Gli economisti di JP Morgan si sono uniti a quelli di Goldman Sachs e Bank of America annunciando di stimare ora, così come i colleghi, fino a sette rialzi dei tassi, nel corso di quest’anno, che cosa comporteranno questi rialzi e che riflessi avranno sul tessuto delle Pmi italiane?

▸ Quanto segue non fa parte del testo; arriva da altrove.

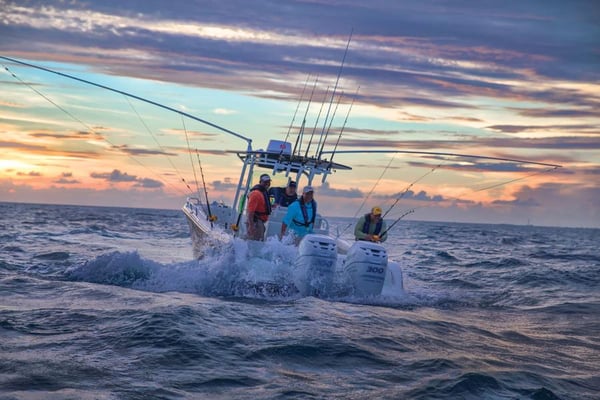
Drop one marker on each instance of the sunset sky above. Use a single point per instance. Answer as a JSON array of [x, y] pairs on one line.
[[507, 79]]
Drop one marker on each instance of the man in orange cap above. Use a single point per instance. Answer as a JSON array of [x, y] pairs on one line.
[[371, 227], [259, 209]]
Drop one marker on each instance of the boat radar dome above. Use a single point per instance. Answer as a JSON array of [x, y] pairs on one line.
[[265, 178]]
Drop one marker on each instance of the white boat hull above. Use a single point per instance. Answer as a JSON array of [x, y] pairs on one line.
[[321, 264]]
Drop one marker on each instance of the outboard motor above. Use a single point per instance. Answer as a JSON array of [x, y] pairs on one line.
[[314, 268], [365, 267]]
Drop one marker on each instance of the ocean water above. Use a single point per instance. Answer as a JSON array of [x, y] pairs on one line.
[[107, 303]]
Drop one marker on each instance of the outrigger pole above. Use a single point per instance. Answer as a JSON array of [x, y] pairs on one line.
[[133, 96]]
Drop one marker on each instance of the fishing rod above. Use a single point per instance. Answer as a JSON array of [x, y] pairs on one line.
[[316, 123], [331, 121], [297, 108], [301, 132], [395, 222], [344, 125], [238, 135], [318, 156], [211, 217], [190, 153], [408, 188]]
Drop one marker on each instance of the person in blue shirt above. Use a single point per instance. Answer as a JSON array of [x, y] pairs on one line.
[[371, 227], [300, 216], [284, 196]]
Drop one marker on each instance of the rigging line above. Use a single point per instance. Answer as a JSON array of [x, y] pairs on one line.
[[374, 186], [211, 218], [316, 123], [248, 140], [73, 117], [334, 90], [153, 137], [368, 195], [297, 107], [396, 221], [454, 198], [408, 188], [433, 153], [514, 180], [191, 158]]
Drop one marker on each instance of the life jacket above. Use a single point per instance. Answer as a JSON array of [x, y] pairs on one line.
[[368, 222], [265, 194], [306, 222]]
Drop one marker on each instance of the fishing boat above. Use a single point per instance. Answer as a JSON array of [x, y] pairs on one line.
[[322, 260]]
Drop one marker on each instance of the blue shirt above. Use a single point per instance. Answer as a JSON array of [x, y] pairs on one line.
[[294, 212]]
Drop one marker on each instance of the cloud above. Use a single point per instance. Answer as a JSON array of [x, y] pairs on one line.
[[148, 183], [30, 173], [114, 176]]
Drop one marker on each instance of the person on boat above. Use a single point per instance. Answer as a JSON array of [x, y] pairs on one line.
[[371, 227], [259, 208], [301, 214], [284, 196]]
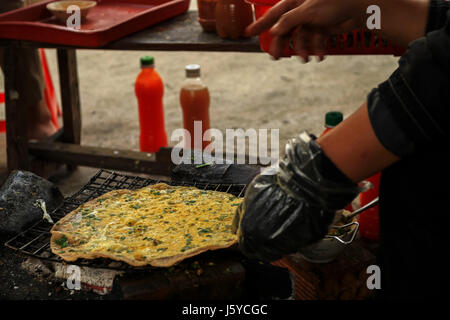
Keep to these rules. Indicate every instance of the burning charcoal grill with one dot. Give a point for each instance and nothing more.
(35, 241)
(225, 274)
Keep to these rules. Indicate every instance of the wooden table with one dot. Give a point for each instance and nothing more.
(182, 33)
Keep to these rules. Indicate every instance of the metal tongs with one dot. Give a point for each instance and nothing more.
(349, 217)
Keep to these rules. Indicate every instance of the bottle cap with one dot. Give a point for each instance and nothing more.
(333, 118)
(192, 71)
(147, 61)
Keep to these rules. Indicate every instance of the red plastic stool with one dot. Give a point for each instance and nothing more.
(49, 95)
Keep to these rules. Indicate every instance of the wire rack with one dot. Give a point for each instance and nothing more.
(35, 241)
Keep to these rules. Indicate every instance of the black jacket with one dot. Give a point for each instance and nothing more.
(410, 115)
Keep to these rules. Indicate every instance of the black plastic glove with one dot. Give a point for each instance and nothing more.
(282, 213)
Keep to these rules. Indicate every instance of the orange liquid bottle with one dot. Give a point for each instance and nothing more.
(149, 90)
(194, 100)
(332, 119)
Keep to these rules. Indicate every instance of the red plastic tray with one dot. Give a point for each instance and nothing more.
(108, 21)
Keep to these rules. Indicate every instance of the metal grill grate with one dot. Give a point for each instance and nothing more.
(35, 241)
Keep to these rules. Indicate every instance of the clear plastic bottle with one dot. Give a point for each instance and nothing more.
(194, 100)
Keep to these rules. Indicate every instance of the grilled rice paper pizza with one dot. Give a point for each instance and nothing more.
(159, 225)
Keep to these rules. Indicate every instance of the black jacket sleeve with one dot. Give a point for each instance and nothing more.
(409, 112)
(437, 14)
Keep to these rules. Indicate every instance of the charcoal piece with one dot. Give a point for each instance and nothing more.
(266, 281)
(215, 173)
(18, 196)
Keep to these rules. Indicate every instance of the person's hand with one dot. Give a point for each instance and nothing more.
(308, 23)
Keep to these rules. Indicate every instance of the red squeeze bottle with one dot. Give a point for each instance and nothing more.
(149, 90)
(332, 119)
(369, 221)
(194, 101)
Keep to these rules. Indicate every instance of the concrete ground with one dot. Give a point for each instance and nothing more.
(247, 91)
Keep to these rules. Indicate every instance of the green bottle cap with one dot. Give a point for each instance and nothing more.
(333, 118)
(147, 61)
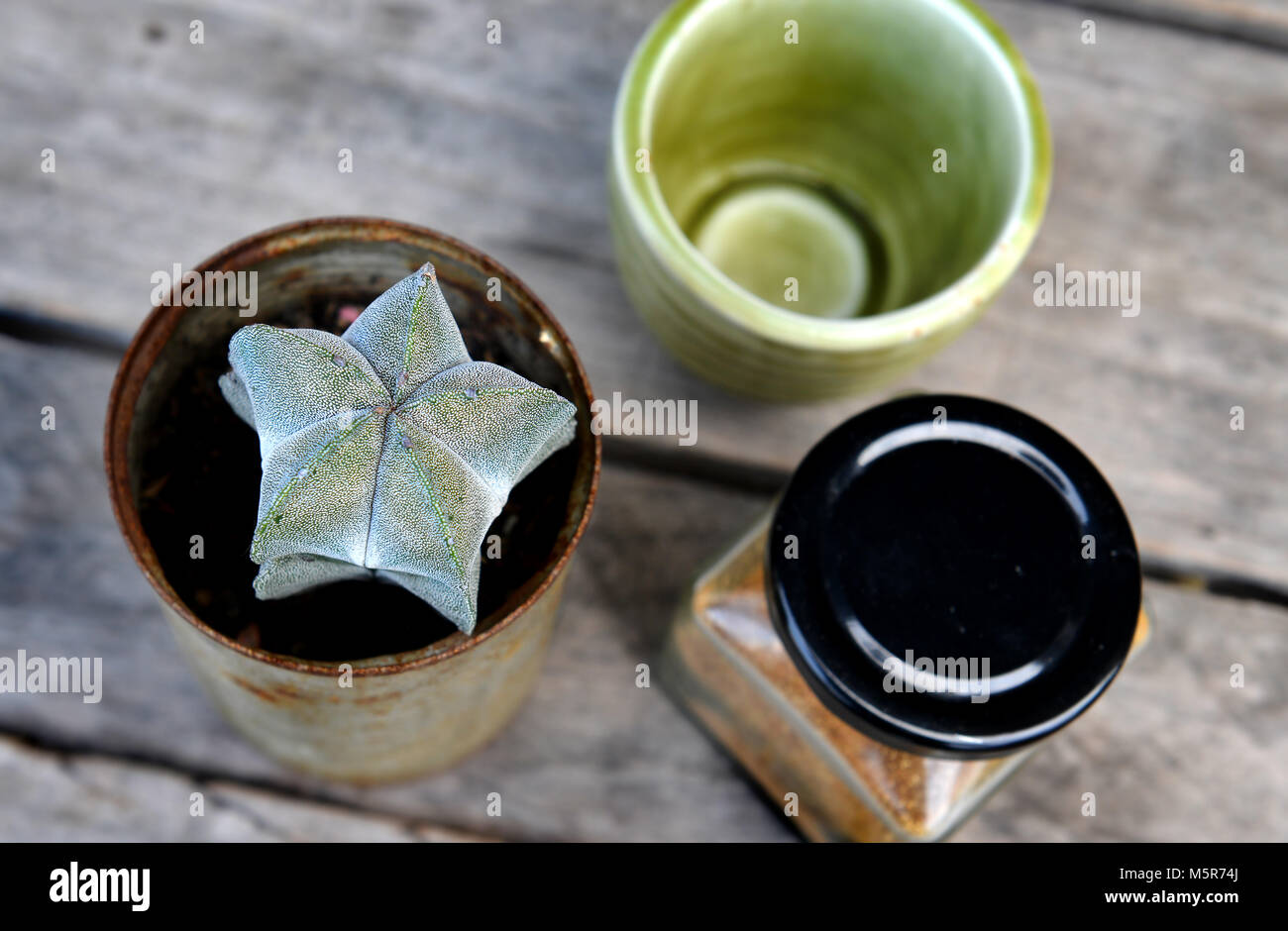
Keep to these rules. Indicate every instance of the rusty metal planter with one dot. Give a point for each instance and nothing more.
(406, 713)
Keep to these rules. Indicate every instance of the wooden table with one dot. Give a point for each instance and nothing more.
(166, 151)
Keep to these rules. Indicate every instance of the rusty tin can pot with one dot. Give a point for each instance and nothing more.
(406, 713)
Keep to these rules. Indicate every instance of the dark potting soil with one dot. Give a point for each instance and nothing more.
(200, 476)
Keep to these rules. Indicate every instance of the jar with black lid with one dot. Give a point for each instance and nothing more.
(944, 582)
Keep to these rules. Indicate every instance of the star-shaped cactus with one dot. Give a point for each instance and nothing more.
(385, 451)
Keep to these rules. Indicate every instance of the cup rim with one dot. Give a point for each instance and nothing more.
(673, 250)
(155, 333)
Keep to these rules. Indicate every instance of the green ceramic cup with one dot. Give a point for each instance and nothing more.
(809, 197)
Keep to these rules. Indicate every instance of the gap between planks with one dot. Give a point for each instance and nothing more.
(1250, 22)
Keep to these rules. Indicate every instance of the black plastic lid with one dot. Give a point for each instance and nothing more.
(947, 530)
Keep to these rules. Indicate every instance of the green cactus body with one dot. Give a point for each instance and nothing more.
(386, 451)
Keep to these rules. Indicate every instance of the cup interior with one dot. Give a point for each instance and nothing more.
(872, 161)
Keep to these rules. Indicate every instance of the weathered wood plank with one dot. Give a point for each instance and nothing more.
(67, 797)
(1171, 752)
(166, 151)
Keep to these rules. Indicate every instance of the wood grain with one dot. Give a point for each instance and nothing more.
(167, 151)
(1171, 752)
(1261, 22)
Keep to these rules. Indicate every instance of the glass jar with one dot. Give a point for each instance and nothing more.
(944, 582)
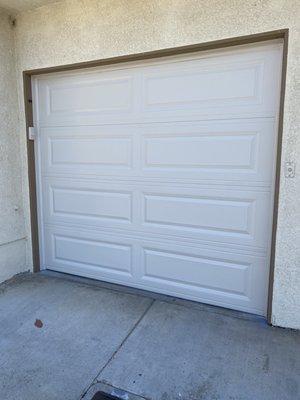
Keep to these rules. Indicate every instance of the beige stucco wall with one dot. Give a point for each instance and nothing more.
(12, 233)
(80, 30)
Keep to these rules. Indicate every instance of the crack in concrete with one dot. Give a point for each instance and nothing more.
(135, 325)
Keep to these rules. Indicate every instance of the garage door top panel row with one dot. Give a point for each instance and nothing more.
(227, 84)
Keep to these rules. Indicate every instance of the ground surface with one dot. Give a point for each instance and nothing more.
(64, 339)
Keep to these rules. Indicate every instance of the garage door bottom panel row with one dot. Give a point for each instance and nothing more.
(217, 277)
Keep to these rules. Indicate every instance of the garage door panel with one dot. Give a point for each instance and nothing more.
(159, 174)
(199, 213)
(86, 151)
(83, 97)
(228, 84)
(183, 269)
(88, 203)
(191, 272)
(232, 84)
(224, 216)
(232, 150)
(107, 257)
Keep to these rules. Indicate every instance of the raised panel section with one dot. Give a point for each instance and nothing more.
(228, 84)
(106, 151)
(88, 252)
(231, 150)
(217, 214)
(100, 95)
(209, 273)
(187, 86)
(91, 204)
(86, 97)
(208, 151)
(207, 214)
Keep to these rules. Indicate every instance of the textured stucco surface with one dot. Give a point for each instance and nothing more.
(12, 246)
(21, 5)
(81, 30)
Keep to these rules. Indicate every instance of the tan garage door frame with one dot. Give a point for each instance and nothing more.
(250, 39)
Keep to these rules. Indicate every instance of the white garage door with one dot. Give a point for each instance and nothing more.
(159, 174)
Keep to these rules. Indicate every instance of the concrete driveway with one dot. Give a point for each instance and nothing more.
(64, 338)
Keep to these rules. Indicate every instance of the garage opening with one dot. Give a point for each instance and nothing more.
(159, 174)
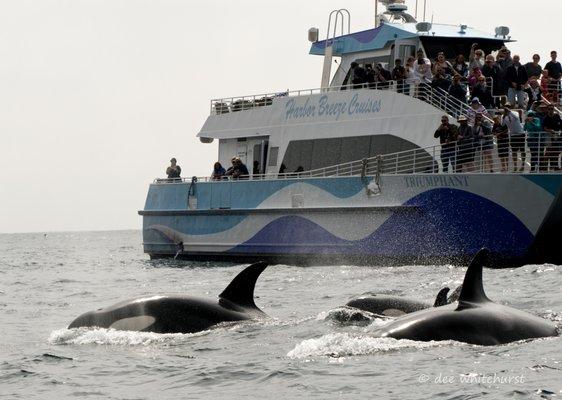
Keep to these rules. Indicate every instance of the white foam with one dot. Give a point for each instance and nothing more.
(85, 336)
(345, 344)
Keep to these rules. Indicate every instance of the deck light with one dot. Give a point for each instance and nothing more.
(502, 31)
(313, 35)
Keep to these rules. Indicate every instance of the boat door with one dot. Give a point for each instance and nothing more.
(403, 49)
(242, 149)
(257, 154)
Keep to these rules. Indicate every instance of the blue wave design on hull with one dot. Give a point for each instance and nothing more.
(448, 222)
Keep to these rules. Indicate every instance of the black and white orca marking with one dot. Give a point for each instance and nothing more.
(181, 314)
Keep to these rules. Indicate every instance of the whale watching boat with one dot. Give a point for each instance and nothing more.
(352, 173)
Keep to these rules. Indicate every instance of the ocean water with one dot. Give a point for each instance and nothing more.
(303, 351)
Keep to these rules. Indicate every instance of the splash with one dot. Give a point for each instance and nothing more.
(101, 336)
(345, 344)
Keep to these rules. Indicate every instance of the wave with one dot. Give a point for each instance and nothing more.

Le previsioni delle banche americane sono sempre improntate a una lettura “tecnica” della realtà. E per molti versi hanno ragione. Joe Biden sta toccando nuovi minimi nei sondaggi di gradimento. Del resto, l’inquilino della Casa Bianca deve lottare per risolvere una miriade di problemi che preoccupano i cittadini: dalla pandemia all’economia, dall’immigrazione alla criminalità. Adesso tra gli assilli principali degli americani c’è l’aumento dell’inflazione, arrivata ai livelli più alti degli ultimi decenni. Sarebbe quindi naturale la scelta del rialzo dei tassi, che spetta alla Fed. A mio parere, certamente ci sarà l’innalzamento del costo del denaro, ma difficilmente nella periodicità prevista da JP Morgan, Goldman Sachs e Bank of America. Non dimentichiamo che a novembre ci saranno le elezioni di midterm e il presidente americano non vorrà arrivare a tale appuntamento con una serie di rialzi dei tassi. Va anche detto che la crisi ucraina potrebbe fare risalire i consensi dell’elettorato americano nei confronti di Biden e fare cambiare la situazione. Le conseguenze per le Pmi italiane credo che saranno limitate. Sulle stesse Pmi potrebbe pesare maggiormente una dilatazione dei tassi da parte della Bce, che potrà arrivare nella seconda parte dell’anno se non dopo l’estate. Finora la scelta è stata quella di considerare l’inflazione europea legata alla scarsità dell’offerta di alcuni beni, provenienti in particolare dall’Asia, e si è evitato di applicare un simile provvedimento, ma il caro energia, legato al quadro sopra descritto, potrebbe fare mutare decisione all’istituto presieduto da Christine Lagarde.